Jög Kleudgen & Uwe Voehl

 Der Blitz Verlag legt in seiner H.P. Lovecraft- Schriften des Grauens Reihe eine erweiterte Storysammlung Jörg Kleudgens und Uwe Voehls als handliches Taschenbuch neu auf. In ihrem Vorwort erläutern die beiden routinierten Weird Fiction Autoren die Entstehung dieser Geschichten- und Legendensammlung. Halloween 2003 verbrachten die beiden auf der Hallig Hooge uns saugten neben der einzigartigen Atmosphäre der Halligen auch eine Reihe von Legenden auf. Ein Jahr später erschien in einer limitierten und signierten Sammlerausgabe der „Edition CL“ der erste „Halligspuk“. Bislang scheiterte eine Neuauflage, obwohl weitere Texte vorlagen. Im Jahre 2023 schrieb das Hooger Tourismusbüro Uwe Voehl an. Die Geschichten sollten an den markanten Punkten auf der Insel mittels Audiodatei den Besuchern zur Verfügung gestellt werden.  Parallel interessierte sich Jörg Kaegelmann für eine Neuauflage dieser inzwischen um vier Geschichten erweiterten Anthologie.

 Vergangenheit und Gegenwart spielen in den hier gesammelten Geschichten unterschiedliche Rollen.
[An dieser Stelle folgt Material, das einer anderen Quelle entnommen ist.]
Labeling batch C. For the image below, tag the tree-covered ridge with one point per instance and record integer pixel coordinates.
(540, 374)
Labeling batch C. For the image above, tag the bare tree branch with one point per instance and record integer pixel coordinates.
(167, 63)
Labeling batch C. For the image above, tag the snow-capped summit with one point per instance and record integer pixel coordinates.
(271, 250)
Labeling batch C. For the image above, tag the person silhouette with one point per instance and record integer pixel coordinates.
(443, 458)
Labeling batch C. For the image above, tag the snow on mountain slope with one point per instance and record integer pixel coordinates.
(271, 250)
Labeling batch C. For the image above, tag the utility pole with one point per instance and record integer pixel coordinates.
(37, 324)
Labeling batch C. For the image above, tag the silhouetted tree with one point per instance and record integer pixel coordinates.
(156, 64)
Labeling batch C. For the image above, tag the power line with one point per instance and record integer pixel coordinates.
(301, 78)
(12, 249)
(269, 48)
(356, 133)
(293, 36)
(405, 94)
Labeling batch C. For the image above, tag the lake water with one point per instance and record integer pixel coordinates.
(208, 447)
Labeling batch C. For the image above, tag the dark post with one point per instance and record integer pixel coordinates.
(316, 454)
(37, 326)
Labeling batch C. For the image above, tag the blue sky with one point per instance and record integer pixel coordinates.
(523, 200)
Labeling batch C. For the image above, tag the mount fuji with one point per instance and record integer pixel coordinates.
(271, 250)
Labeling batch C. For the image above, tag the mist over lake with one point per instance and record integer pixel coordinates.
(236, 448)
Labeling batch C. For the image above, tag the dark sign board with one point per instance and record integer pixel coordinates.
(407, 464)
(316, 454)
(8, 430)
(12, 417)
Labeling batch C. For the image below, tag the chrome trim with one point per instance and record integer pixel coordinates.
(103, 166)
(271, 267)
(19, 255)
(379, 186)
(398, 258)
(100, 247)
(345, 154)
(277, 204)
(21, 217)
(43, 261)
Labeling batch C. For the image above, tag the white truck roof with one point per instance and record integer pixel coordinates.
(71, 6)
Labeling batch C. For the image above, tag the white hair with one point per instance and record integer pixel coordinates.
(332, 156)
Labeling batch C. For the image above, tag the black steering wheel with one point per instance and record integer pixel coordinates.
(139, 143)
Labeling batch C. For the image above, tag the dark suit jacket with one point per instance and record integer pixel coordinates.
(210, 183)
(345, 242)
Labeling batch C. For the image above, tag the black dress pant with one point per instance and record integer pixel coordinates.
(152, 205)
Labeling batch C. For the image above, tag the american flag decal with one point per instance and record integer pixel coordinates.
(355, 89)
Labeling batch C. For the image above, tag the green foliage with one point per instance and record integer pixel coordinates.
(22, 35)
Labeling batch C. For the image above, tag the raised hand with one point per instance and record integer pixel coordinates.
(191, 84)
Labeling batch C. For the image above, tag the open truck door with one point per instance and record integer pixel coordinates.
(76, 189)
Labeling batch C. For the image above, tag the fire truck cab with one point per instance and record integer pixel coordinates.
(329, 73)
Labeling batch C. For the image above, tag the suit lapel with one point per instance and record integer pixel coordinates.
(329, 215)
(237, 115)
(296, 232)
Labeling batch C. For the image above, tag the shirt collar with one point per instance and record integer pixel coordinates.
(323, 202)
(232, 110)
Manchmal sind es Touristen, die mit der sagenhaften Vergangenheit im Gegensatz zum Seemannsgarn konfrontiert werden. Andere Texte basieren ausschließlich auf den Legenden, die meistens in einer stürmischen Nacht im einzigen Dorfkrug der Insel möglichst im Kerzenschein von den Alteingesessenen erzählt werden. Faszinierend sind alle Texte, auch für Landraten, welche den Begriff der Hallig das letzte Mal in ihrer Schulzeit gehört haben.

 Jörg Kleudgen eröffnet die Sammlung mit „Was Kapitän J. Bandix von seiner großen Fahrt mitbrachte“. Damit erschlägt der Autor gleich zwei wichtige, eng miteinander verbundene Themen. Die Halligbewohner haben nicht nur von der Seefahrt, sondern vor allem vom gefährlichen Walfang gelebt. In der zweiten Story „Das Phantom im Nebel“ geht Uwe Voehl auf einige Details dieser grausamen Jagd auf die Meeressäuger näher ein. Bandix ist der einzige Überlebende einer Walfangflotte. Mehr als dreihundert Seeleute sind ums Leben gekommen. Auf die Hallig heimgekehrt verbarrikadiert er sich in seinem Haus, bis ihn Kinder in einer stürmischen Nacht aufschrecken. Er hatte eine alte Seemannskiste mitgebracht, die er versteckt und nur heimlich in der Nacht mitgebracht hat. Der Titel ist ein wenig irreführend, denn „was“ Kapitän Bandix mitgebracht hat, wird nicht abschließend erläutert. Nur „das“ er etwas Seltsames, Geheimnisvolles und vielleicht auch Gefährliches mitgebracht hat, steht abschließend fast. Jörg Kleudgen leitet wie Uwe Voehl mit „Das Phantom im Nebel“ die Anthologie mit klassischen Seemannsgarn Geschichten ein.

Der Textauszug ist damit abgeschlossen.